Flipping over the remote takes less than a second, but it wouldn’t be particularly useful if you accidentally pressed the buttons on the reverse every time you did it – one slip and you could turn off the TV during a crucial plot point or the closing seconds of the match. That’s why an integrated gravity sensor disables the side facing downwards, so you can grip tightly and not worry about accidentally changing channel or powering off the set.

It also deftly deals with cursor control. Taking its cues from the modern smartphone, the addition of accelerometers and gyroscopes let you naturally control an on-screen cursor without the need for a constant line of sight. Motions are recorded digitally, rather than optically, so they won’t feel as jerky as LG’s IR-emitting Magic Motion.

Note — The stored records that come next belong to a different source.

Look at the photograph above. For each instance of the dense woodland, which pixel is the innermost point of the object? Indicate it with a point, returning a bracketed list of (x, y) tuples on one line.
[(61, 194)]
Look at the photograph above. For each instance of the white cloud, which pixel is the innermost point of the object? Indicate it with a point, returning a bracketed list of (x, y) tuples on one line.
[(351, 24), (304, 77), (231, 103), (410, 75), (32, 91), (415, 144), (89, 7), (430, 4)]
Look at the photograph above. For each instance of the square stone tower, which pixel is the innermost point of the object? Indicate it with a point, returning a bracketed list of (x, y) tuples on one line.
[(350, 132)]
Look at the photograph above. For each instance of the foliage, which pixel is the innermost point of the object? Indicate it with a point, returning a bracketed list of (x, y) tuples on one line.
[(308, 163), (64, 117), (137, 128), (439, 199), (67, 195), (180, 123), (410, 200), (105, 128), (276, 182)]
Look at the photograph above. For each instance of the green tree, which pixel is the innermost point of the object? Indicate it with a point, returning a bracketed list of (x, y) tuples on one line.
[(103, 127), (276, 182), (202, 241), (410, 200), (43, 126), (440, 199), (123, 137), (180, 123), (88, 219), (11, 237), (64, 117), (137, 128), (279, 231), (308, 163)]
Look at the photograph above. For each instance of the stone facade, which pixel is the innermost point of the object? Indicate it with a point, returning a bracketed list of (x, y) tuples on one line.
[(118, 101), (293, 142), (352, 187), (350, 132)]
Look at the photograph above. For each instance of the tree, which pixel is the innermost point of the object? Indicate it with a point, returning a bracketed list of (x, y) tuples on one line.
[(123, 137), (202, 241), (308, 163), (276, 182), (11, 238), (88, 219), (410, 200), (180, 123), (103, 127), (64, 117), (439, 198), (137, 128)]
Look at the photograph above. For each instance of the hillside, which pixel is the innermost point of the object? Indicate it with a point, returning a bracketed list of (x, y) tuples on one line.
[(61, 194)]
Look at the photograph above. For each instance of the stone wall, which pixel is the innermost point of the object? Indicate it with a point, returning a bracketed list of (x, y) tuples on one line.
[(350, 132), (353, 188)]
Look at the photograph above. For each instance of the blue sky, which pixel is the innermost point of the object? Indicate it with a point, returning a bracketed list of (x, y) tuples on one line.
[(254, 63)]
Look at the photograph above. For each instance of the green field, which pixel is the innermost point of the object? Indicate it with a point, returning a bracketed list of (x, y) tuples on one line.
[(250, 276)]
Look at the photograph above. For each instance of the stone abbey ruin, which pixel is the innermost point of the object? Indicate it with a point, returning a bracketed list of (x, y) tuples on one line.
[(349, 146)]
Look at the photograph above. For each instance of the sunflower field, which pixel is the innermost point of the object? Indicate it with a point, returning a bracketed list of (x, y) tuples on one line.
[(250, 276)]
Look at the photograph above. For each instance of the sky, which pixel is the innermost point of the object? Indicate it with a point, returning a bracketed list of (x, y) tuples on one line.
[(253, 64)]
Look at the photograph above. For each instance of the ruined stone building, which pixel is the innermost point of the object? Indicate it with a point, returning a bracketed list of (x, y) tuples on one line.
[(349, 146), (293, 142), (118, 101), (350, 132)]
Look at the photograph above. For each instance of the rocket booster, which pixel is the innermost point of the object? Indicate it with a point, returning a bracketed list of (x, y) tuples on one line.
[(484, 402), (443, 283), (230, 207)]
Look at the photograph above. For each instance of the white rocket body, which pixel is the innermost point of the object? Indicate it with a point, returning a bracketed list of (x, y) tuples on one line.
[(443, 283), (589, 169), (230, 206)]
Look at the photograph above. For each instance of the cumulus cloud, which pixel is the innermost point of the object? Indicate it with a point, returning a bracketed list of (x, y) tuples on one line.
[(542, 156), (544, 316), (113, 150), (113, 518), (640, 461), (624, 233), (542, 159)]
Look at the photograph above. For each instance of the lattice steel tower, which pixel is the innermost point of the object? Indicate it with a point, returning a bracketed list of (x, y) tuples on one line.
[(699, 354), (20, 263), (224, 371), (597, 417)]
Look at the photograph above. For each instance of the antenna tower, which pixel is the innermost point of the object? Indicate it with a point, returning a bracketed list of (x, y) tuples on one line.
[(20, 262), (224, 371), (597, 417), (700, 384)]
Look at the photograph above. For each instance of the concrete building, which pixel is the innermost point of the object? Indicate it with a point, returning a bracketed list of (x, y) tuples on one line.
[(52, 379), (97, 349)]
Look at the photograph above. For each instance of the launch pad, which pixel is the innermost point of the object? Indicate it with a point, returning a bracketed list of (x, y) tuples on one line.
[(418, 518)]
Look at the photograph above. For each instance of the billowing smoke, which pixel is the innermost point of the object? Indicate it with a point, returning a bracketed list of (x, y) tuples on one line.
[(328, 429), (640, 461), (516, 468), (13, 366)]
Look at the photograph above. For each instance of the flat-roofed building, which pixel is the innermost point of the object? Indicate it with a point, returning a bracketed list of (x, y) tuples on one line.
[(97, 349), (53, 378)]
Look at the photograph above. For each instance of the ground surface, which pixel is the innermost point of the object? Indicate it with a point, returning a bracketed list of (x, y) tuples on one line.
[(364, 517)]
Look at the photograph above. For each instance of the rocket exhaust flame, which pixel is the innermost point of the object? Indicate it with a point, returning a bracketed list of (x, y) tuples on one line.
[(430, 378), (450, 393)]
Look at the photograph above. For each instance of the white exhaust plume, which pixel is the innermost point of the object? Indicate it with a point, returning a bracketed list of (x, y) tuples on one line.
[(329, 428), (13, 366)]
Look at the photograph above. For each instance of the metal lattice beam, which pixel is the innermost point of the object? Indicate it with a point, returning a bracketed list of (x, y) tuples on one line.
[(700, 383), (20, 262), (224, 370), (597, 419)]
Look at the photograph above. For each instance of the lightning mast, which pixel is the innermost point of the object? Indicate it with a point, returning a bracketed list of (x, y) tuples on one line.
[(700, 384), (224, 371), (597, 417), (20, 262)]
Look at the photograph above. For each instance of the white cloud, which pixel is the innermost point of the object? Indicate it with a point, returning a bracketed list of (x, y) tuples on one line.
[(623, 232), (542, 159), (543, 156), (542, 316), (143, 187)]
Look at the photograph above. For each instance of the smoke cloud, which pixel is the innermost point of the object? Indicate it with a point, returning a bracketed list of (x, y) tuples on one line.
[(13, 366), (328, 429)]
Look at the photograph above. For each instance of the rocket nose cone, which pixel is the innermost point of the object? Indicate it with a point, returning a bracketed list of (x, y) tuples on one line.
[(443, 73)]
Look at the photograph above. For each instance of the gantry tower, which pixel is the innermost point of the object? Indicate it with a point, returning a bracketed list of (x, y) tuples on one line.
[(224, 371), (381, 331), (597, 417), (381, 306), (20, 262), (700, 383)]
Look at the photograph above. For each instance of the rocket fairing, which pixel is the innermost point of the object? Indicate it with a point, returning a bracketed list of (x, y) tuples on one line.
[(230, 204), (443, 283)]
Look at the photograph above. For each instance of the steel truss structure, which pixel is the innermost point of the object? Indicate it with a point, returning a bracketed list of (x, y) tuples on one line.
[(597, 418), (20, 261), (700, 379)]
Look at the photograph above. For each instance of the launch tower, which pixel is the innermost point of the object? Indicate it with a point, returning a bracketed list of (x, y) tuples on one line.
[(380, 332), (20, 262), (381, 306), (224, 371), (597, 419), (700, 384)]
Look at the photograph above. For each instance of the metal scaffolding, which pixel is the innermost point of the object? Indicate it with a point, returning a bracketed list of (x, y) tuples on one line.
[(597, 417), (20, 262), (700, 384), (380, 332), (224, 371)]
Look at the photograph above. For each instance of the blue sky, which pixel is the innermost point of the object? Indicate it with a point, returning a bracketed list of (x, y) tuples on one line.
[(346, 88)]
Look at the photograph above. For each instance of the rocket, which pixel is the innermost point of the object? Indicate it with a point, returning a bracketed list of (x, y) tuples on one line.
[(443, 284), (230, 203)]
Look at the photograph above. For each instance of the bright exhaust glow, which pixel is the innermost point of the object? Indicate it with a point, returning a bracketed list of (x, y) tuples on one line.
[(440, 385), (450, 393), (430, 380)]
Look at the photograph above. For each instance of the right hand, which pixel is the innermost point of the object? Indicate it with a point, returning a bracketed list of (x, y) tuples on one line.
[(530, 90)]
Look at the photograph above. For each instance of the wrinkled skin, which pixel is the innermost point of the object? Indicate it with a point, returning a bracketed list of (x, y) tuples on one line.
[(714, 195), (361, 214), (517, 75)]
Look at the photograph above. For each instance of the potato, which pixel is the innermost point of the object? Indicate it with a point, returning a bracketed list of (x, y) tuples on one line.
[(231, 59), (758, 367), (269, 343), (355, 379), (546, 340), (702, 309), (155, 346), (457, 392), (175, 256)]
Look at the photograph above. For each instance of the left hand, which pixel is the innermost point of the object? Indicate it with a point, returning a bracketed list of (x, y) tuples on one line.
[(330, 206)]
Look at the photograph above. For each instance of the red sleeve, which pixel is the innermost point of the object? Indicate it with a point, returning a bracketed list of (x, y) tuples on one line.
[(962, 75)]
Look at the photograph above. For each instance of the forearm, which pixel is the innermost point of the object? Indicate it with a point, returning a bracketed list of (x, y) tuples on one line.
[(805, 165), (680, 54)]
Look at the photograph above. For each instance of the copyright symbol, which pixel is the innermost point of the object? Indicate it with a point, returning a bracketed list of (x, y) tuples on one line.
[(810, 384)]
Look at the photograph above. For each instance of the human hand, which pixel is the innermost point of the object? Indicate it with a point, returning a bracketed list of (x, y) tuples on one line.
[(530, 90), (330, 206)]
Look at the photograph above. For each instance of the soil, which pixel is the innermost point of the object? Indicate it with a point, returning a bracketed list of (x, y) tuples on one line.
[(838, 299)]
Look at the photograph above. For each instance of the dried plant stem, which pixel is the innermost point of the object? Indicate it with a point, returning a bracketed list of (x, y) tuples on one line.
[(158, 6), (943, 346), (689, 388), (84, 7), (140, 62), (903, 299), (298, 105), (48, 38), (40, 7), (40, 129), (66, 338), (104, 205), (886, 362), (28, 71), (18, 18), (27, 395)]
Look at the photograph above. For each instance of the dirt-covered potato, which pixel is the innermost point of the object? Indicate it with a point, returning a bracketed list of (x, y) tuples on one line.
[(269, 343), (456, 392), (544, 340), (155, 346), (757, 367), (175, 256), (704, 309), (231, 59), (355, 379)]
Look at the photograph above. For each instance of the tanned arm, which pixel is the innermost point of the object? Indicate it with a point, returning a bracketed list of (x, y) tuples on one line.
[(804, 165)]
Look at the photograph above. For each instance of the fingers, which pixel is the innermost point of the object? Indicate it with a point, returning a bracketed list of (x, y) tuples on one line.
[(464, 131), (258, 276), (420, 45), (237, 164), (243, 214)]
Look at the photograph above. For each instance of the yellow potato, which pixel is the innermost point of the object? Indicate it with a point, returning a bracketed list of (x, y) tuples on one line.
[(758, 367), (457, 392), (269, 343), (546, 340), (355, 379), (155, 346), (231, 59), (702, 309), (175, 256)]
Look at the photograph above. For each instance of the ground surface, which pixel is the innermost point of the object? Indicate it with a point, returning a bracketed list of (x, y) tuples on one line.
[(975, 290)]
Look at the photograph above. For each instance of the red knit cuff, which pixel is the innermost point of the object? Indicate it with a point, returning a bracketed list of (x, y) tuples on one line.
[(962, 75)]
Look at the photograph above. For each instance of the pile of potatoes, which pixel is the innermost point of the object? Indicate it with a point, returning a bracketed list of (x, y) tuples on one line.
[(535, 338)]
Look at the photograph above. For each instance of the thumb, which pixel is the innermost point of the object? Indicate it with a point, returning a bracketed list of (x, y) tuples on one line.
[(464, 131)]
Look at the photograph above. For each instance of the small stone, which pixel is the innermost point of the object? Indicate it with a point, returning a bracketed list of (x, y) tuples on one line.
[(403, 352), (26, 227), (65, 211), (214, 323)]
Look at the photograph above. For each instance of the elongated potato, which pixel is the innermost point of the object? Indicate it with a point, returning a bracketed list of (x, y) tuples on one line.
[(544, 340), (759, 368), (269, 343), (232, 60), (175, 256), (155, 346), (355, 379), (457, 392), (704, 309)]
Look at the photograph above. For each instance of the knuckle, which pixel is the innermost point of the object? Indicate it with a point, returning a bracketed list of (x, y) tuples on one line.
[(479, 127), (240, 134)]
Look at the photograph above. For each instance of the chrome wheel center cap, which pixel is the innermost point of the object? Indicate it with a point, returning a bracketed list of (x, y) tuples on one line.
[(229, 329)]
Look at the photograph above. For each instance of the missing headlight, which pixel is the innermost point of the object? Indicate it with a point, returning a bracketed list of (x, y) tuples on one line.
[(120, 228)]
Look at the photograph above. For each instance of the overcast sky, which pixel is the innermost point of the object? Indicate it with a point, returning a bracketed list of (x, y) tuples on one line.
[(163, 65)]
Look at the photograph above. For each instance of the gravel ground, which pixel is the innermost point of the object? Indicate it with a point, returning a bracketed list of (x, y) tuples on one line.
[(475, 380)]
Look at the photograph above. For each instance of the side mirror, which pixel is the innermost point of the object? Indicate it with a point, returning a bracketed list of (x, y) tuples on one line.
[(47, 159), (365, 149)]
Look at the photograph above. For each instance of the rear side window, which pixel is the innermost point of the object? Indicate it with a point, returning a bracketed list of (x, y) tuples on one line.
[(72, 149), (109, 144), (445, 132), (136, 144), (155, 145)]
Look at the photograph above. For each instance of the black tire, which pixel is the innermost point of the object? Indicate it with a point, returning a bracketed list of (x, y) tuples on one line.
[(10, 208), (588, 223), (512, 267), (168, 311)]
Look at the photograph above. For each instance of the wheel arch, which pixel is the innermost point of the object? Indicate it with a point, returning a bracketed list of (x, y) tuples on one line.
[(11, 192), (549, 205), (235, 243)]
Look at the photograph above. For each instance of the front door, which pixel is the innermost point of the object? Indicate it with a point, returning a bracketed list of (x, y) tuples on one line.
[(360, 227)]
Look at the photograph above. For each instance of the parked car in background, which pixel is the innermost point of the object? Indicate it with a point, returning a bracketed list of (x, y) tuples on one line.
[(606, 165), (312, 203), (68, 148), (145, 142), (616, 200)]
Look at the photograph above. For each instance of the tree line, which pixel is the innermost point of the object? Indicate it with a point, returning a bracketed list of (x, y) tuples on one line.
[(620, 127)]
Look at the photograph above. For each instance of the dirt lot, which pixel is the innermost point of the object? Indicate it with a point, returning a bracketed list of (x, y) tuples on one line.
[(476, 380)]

With the right settings, cursor control should be fluid and natural.

Philips remote press

This wouldn’t be very useful if the cursor moved every time you nudged the remote, so Philips has sensibly added a touch-sensitive button that only enabled cursor movement when it detects pressure. Picking the Ok button for this task makes perfect sense, as it’s the one you’ll be using to make selections, so you never have to think about it – your finger naturally gravitates there.

Is it the perfect remote control? No. From what we can see, the one downside is that the buttons aren’t backlit, so you might struggle to type out a message in the dark, but as you’ll be doing the most important actions with muscle memory rather than looking at the remote directly you shouldn’t struggle to change channel or power of the set.


Based on what we've seen, we're hoping that Philips has finally cracked the smart TV remote. Not so it can get a leg up on the competition, but so those other companies sit up and take notice, improve their own remotes and we finally get a straightforward, natural way to interact with our increasingly useful TVs. After all, why boot up your PC or laptop to send a tweet, if you can do it straight from the sofa?

Once a standard has been established, third party developers will know what can and can't be done on a TV, which will hopefully lead to more services and features available for download in the future. If they want to turn their attention to more futuristic control methods, that's great too - just as long as we don't have to worry about how we'll navigate BBC iPlayer in the meantime.